# Qualified teachers and teacher training course



## adinanz (Jan 4, 2011)

Hello,

I would like some opinions regarding a teacher training course.
I am thinking of doing the Graduate Diploma in Teaching ( primary) in New Zealand in the near future. What do you think are the opportunities for someone trained in NZ rather than the UK to get a job in an international school in Spain?
Also, would it be possible to do an equivalent ( PGCE) while in Spain ? I contacted the Open University in UK but , as I do not reside in the UK and I am not British, it seems I cannot apply for this program.
Does anyone know if there is another way of doing a PGCE qualification from Spain?

Many thanks


----------



## Joppa (Sep 7, 2009)

adinanz said:


> Hello,
> 
> I would like some opinions regarding a teacher training course.
> I am thinking of doing the Graduate Diploma in Teaching ( primary) in New Zealand in the near future. What do you think are the opportunities for someone trained in NZ rather than the UK to get a job in an international school in Spain?
> ...


What is your nationality? Almost all British-curriculum schools in Spain only consider those who don't require a visa to work in Spain, like all British and Irish teachers. Also they prefer those with UK school experience. If, as your profile suggests, you have an Austrian passport then that's fine.
As for which qualifications to get, it's less important than actual school experience in UK, and for secondary, a track record of successfully preparing students for GCSE and A Levels. You don't need any specific teaching qualification to work at international schools, though most staff have them together with several years of UK teaching experience.


----------



## mrypg9 (Apr 26, 2008)

I did a PGCE...I had to do teaching practice in a UK school which was a total waste of time. 
But if that's still a requirement - I got mine years ago -you will have to reside in the UK to get a UK qualification.


----------



## Joppa (Sep 7, 2009)

mrypg9 said:


> I did a PGCE...I had to do teaching practice in a UK school which was a total waste of time.
> But if that's still a requirement - I got mine years ago -you will have to reside in the UK to get a UK qualification.

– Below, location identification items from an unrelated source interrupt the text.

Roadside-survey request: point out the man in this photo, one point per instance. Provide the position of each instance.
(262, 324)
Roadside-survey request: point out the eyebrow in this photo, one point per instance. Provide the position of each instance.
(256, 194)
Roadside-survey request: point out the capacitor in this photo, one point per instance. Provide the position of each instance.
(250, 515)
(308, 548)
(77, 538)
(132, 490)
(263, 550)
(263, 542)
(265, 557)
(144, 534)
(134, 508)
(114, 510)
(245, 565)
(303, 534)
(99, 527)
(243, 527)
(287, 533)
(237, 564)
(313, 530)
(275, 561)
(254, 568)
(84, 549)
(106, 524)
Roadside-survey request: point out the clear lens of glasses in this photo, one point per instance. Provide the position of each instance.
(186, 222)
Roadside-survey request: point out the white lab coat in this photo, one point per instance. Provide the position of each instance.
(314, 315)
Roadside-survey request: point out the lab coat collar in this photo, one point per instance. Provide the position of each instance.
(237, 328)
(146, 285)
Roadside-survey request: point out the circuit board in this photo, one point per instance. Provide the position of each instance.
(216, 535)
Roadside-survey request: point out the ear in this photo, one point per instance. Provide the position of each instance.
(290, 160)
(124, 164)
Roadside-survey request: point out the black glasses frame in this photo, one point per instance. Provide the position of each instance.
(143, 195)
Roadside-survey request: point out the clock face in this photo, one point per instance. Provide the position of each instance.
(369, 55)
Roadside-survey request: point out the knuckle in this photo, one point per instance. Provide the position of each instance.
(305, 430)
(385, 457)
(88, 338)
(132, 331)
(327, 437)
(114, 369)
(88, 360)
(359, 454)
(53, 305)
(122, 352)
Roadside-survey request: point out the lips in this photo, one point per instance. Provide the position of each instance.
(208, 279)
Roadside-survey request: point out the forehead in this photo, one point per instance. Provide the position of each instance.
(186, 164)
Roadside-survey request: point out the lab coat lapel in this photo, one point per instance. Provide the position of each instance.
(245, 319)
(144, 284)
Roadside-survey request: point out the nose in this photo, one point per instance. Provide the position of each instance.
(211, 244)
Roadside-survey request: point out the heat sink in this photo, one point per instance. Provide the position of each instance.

To gain QTS (qualified teacher status), you must do your school placements in UK. There are PGCE courses you can do in Spain by distant learning through Univ of Sunderland (or used to be able to), but placements will be in international schools and you don't gain QTS - necessary for teaching in UK state schools (plus a year's induction). But as I've said, international schools in Spain are all private and you don't require teaching qualifications by law, though individual schools may have their own requirements.


----------



## adinanz (Jan 4, 2011)

In this thread from 2009 I've noticed the user *grahunt* saying that
_
If you have a degree you can do a PGCE here too in participating international schools which are spread out all over Spain_

http://www.expatforum.com/expats/spain-expat-forum-expats-living-spain/26334-education-again-2.html

I'd like to know who is organising it and which are the participating international schools.


----------



## Joppa (Sep 7, 2009)

adinanz said:


> In this thread from 2009 I've noticed the user *grahunt* saying that
> _
> If you have a degree you can do a PGCE here too in participating international schools which are spread out all over Spain_
> 
> ...


You mean this?
PGCE Professional Graduate Certificate in Education (OVERSEAS)


----------



## mrypg9 (Apr 26, 2008)

adinanz said:


> In this thread from 2009 I've noticed the user *grahunt* saying that
> _
> If you have a degree you can do a PGCE here too in participating international schools which are spread out all over Spain_
> 
> ...


I'm surprised to learn that but it could be possible.
It's worthwhile getting recognised QTS in the UK, though. I taught and was Head of schools for many years in the UK, spent much time monitoring NQTs ....it's not a complicated process.


----------



## adinanz (Jan 4, 2011)

Thanks , yes, I assume this is what I was looking for.
If I don't have QTS I cannot work as a teacher in the UK , I believe, but what about other countries (Dubai for example) or other international schools in other countries?


----------



## mrypg9 (Apr 26, 2008)

adinanz said:


> Thanks , yes, I assume this is what I was looking for.
> If I don't have QTS I cannot work as a teacher in the UK , I believe, but what about other countries (Dubai for example) or other international schools in other countries?


You MUST have UK QTS to work in the UK which as has been said involves possession of either a B.Ed or any recognised degree plus PGCE although I understand that in future only degrees above a Third will be accepted for PGCE.
(and about time too....).
Whether or not you would be hired without some evidence that you can actually _teach_ depends on the calibre of the school.
Would you want to work in a school which cared little about the qualifications and experience of its staff?


----------



## adinanz (Jan 4, 2011)

So a PGCE without QTE is not worth much ? And if one is not from UK how can s/he get the QTE ?


----------



## Joppa (Sep 7, 2009)

adinanz said:


> So a PGCE without QTE is not worth much ? And if one is not from UK how can s/he get the QTE ?


Any teaching qualification for ITT in EEA will be accepted in UK, though only UK and Ireland will offer one taught in English. Those without QTS or equivalent have to go on overseas trained teachers programme and obtain QTS through lesson observations and portfolio of evidence for meeting standards for QTS, and if you meet core standards as well (OTTP normally includes it), you don't need to serve induction as NQT (newly qualified teacher).
Your PGCE without QTS may be accepted by international schools, but as I've said, most British curriculum schools of repute would want someone with UK teaching experience.


----------



## adinanz (Jan 4, 2011)

Joppa said:


> Any teaching qualification for ITT in EEA will be accepted in UK, though only UK and Ireland will offer one taught in English. Those without QTS or equivalent have to go on overseas trained teachers programme and obtain QTS through lesson observations and portfolio of evidence for meeting standards for QTS, and if you meet core standards as well (OTTP normally includes it), you don't need to serve induction as NQT (newly qualified teacher).
> Your PGCE without QTS may be accepted by international schools, but as I've said, most British curriculum schools of repute would want someone with UK teaching experience.


Thank you,
a bit more clear now...


----------